Kids on Napster, Kazaa, and Soulseek have already proved that they can create their own current of musical energy outside of the prescribed rubbish that the music industry has been feeding us ever since they claimed that Seven Mary Three grew out of the same tree as Nirvana. In this world, The Rapture are already superstars, with their rare insound promotional CDs being traded with the same regularity as those juicy shit-quality AVIs of the Matrix Revolutions and with the same integrity as kids and their rookie baseball cards. Love it or leave it, expect “Echoes” to flood the market with both remarkably solid material and pale imitations in the same milieu.

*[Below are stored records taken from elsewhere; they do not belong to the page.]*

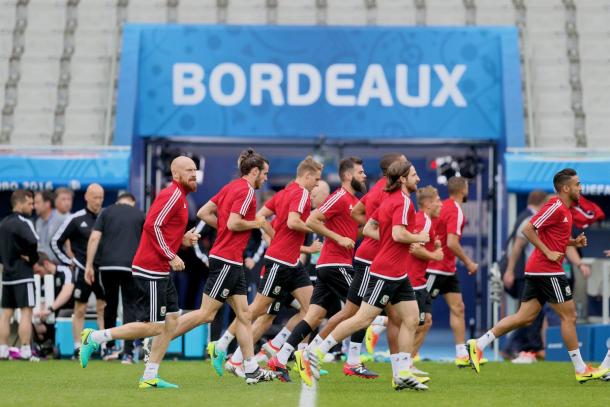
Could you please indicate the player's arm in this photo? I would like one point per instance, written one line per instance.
(59, 240)
(359, 213)
(371, 229)
(422, 253)
(400, 234)
(530, 234)
(209, 214)
(315, 222)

By the third song on the album, The Rapture have pulled their second or third fast one on you. “Open Up Your Heart” is a gorgeous ballad that could have provided the perfect ender for Lou Reed’s “Transformer” or perhaps this album. Instead, some Martin Hannett-esque psychotic genius decided to put it within the first third of the album. Amazingly enough, it works so good that it’s hard to imagine the band placing the song anywhere else. There’s no real easy way to describe what happens at this point that can justify how The Rapture have let the dancing stop and allowed their blistering goth caterwauls to transcend to sentimental longing. I like to think of it as The Rapture’s way of saying “Listen up. We’re not dancing here because we’re mindless slaves to a corporate beat. We’re doing it because we’re free. This is our world and our music.”

Countless DJs from Playgroup to 2 Many DJs to Northampton’s own Burn Down the Disco have begun fusing “House of Jealous Lovers” (which appears in a new version on “Echoes”) into broader playlists that run the gamut of pop music from Michael Jackson to Missy Elliot. It is not hard to imagine new tracks like the arpeggiated synth-driven “Sister Savior” or the stabbing bass-led “Killing” soon becoming incorporated into those same set lists.

With “Echoes,” The Rapture have created a rock and roll gem that sounds more like the fusion of 1983 and 2013 than one of the best albums of 2003, which it undeniably is.